Well, here's a way to do it. Maybe over kill.
Let $S = A \times A$. That is the universal relationship.
As $(x,x) \in S$ for all $x$ it is reflexive. Let's destroy that be removing $(a,a)$.
$T = A \times A \setminus \{(a,a)\}$.
$T$ is not reflexive because $a \not T a$.
But if $x T y$ then $y T x$. So T is symmetric. Let's kill that. Let's remove $(a,b)$.
$W = A \times A \setminus \{(a,a),(a,b)\}$
Not $W$ is not symetric because $b W a$ but $a \not W b$.

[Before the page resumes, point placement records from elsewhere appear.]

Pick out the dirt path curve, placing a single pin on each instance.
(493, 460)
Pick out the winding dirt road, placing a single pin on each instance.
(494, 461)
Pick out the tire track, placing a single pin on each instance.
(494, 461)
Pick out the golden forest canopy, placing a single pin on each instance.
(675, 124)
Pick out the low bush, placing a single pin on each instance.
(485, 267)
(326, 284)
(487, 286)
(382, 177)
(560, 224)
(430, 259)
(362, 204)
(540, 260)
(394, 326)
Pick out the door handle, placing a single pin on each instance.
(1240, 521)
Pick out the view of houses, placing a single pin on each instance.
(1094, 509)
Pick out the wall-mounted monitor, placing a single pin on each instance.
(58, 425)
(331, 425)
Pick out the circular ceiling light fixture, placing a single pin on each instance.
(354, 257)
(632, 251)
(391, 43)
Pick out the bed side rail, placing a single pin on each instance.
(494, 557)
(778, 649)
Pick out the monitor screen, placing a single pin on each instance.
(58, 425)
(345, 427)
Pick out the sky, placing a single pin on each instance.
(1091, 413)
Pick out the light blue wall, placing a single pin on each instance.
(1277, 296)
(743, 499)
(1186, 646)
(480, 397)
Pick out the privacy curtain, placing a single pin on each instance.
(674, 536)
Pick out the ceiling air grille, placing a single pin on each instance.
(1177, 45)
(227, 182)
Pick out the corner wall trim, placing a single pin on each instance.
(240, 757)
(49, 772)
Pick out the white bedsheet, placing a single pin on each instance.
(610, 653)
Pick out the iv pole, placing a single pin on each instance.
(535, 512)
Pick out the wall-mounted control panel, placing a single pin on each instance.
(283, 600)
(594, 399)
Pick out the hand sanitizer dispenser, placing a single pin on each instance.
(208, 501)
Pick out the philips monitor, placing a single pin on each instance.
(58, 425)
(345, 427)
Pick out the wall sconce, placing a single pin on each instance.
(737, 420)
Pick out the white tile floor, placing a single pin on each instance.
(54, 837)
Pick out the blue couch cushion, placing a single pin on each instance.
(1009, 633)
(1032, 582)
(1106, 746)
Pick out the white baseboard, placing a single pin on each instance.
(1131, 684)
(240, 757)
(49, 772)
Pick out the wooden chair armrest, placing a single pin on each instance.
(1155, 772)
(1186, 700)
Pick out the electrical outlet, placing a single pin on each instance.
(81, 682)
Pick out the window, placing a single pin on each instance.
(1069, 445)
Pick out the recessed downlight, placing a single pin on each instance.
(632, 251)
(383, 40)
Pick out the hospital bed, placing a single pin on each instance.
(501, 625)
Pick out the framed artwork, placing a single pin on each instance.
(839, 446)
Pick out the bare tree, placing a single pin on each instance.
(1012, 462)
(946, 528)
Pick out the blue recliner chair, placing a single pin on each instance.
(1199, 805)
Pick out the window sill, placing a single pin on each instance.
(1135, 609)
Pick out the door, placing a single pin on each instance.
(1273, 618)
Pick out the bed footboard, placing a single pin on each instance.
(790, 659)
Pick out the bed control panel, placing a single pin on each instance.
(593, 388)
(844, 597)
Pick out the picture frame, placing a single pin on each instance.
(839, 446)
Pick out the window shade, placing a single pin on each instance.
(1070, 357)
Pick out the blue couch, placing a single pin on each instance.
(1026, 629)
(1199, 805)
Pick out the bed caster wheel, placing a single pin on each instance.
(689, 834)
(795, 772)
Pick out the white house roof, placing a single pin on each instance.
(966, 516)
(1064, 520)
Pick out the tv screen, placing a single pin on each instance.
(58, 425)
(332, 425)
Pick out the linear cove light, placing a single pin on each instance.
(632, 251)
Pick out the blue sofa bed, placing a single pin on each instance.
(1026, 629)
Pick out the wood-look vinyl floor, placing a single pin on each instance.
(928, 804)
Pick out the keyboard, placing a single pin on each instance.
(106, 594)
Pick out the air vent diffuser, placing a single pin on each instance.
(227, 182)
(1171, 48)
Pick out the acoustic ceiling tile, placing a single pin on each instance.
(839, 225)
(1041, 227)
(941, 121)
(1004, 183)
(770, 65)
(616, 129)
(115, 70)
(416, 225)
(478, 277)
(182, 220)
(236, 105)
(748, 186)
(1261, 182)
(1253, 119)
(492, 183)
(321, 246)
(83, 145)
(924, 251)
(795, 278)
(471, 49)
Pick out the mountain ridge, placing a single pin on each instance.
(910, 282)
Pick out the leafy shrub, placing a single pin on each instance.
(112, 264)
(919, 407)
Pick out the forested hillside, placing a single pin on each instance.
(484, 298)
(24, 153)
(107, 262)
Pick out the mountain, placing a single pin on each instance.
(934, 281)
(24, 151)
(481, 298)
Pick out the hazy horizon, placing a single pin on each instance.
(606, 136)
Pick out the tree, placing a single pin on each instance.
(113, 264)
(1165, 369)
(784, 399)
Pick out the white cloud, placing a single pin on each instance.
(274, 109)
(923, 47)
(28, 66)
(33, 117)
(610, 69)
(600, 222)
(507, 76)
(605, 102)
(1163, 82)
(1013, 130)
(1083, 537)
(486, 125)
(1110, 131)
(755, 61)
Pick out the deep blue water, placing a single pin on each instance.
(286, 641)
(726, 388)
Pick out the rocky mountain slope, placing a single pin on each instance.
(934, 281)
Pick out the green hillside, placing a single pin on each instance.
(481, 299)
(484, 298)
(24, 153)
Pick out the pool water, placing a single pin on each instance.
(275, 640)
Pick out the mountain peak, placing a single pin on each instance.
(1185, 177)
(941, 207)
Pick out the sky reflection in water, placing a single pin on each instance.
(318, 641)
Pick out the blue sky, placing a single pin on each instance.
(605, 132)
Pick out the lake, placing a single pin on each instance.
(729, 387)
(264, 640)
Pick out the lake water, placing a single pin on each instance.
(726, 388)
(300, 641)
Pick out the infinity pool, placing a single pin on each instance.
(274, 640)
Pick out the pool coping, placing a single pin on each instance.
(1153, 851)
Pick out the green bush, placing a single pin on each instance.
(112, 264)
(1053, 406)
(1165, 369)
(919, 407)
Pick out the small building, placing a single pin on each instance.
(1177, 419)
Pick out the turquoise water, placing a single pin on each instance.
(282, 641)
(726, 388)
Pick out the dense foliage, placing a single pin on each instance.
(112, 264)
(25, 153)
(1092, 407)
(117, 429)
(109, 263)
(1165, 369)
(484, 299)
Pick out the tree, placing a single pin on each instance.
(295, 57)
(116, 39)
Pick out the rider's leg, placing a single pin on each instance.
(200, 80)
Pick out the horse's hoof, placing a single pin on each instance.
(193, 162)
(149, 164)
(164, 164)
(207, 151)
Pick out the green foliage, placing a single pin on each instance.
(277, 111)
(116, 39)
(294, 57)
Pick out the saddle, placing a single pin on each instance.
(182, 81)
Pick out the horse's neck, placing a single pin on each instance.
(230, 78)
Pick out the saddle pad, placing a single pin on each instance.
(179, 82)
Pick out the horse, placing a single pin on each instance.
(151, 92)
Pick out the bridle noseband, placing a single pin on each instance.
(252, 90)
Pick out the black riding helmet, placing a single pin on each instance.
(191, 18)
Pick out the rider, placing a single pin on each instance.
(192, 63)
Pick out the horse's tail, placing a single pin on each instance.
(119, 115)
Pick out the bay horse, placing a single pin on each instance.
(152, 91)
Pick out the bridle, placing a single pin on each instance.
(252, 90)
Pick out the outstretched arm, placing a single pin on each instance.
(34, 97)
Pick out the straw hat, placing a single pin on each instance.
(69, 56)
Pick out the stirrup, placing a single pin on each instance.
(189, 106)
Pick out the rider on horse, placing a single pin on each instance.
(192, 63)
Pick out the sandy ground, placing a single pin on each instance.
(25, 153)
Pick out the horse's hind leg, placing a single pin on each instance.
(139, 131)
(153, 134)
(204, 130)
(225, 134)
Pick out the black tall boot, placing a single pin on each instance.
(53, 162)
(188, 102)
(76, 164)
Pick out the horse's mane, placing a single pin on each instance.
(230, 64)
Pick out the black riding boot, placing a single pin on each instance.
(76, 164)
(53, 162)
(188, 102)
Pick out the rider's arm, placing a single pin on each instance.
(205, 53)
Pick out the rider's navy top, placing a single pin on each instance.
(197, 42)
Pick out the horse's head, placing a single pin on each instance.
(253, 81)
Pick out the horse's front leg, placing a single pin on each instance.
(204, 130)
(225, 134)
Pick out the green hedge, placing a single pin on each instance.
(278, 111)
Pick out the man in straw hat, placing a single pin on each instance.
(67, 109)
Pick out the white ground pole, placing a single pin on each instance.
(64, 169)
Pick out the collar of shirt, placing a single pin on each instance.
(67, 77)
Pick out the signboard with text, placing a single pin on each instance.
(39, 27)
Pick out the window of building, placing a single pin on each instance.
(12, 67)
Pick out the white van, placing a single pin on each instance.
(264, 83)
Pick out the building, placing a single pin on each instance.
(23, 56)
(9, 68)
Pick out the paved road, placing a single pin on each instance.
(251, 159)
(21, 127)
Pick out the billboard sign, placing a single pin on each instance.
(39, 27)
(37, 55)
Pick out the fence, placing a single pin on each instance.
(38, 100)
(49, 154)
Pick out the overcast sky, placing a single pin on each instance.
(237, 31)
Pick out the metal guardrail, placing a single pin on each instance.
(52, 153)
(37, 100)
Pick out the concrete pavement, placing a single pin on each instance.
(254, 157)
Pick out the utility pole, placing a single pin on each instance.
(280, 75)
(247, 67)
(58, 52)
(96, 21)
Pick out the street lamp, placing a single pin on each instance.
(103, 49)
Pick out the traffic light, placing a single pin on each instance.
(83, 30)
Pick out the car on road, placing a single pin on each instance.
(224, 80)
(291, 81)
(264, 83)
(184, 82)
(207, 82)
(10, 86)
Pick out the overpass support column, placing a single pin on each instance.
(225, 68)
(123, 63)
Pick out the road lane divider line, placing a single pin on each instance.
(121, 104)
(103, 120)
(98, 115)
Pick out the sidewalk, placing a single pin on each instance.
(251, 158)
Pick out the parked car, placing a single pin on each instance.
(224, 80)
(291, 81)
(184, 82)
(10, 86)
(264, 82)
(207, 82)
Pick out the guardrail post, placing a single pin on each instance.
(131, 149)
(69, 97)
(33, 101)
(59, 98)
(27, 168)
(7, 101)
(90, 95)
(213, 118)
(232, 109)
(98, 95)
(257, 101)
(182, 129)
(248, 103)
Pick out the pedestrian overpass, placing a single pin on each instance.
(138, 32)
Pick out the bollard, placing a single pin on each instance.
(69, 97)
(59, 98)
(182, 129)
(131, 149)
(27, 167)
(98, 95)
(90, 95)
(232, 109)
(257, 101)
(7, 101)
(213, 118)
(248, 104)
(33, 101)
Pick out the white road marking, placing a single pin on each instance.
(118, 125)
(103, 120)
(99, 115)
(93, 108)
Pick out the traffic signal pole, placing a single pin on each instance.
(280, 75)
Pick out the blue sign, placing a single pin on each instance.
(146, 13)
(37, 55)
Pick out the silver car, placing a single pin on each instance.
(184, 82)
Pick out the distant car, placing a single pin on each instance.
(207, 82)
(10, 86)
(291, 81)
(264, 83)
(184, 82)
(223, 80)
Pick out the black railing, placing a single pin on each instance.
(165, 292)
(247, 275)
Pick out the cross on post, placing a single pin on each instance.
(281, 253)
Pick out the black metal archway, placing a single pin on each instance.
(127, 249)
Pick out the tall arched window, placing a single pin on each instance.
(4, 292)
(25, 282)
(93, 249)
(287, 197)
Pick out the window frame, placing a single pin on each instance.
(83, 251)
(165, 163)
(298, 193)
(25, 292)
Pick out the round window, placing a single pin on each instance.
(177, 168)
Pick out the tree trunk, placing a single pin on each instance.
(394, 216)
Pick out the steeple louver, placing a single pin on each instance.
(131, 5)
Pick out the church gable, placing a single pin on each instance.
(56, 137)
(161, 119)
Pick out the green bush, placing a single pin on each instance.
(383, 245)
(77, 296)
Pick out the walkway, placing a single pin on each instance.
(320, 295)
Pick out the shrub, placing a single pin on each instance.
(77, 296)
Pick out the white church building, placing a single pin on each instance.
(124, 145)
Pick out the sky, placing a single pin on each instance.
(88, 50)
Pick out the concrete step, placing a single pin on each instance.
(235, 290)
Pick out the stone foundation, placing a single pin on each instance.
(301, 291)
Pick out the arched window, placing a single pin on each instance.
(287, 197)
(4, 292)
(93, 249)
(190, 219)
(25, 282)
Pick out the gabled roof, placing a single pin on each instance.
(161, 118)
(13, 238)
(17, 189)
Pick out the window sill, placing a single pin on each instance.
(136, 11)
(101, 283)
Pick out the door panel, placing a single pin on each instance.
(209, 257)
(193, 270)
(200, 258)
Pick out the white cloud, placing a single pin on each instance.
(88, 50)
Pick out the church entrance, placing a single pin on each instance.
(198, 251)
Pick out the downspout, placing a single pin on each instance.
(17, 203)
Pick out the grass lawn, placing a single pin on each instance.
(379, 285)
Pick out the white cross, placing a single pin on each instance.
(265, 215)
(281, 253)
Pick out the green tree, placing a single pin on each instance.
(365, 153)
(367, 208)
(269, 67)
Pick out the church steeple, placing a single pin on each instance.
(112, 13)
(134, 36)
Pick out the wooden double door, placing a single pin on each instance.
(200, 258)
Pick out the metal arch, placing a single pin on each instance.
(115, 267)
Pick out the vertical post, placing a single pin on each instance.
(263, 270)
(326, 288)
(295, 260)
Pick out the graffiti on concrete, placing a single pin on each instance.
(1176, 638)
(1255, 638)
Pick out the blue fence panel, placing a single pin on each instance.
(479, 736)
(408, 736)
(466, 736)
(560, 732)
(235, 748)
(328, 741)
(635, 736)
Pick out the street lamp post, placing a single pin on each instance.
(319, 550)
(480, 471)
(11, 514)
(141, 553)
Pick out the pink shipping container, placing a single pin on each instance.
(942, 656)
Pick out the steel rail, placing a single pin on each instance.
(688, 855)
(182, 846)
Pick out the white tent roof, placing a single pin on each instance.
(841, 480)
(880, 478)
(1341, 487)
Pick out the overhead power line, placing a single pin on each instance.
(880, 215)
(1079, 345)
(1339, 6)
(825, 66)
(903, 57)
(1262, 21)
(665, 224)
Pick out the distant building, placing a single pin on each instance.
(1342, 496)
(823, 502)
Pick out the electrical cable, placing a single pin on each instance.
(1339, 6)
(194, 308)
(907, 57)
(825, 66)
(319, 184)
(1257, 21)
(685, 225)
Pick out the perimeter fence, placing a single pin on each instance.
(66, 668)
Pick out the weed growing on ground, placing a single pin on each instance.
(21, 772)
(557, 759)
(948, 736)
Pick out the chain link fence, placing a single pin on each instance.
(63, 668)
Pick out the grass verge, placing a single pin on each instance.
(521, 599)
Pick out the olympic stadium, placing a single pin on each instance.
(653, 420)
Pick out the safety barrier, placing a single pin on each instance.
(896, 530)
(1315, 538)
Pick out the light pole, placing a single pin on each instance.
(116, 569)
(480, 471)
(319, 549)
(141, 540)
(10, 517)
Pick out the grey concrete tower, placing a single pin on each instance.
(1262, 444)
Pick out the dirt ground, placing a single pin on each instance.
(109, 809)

Is $W$ transitive? To be honest, I'm not sure. But $a R c$ and $c W d$ and $a W d$. Let's remove $(a,d)$.
Let $R = A \times A \setminus \{(a,a),(a,b),(a,d)\}$
$R$ is not transitive because $a R c$ and $c R d$ but $a \not R d$.
And it's not symmetric as $a \not R a$ nor reflexive as $b R a$ but $a \not R b$.
Or we could have built from scratch;
$S = \{(a,b)\}$
Not reflexive: $a \not S a$.
Not symmetric: $a S b$ but $b \not S a$.
Transitive? Vacuously so. There are no $x S y$ and $y S z$. So for all zero of those it is vacuously true $x S y; y S z \implies x S z$.
But let's kill this by adding $R = \{(a,b),(b,c)\}$
Then we have $a R b$ and $b R c$ but $a \not R c$ so it is not transitive.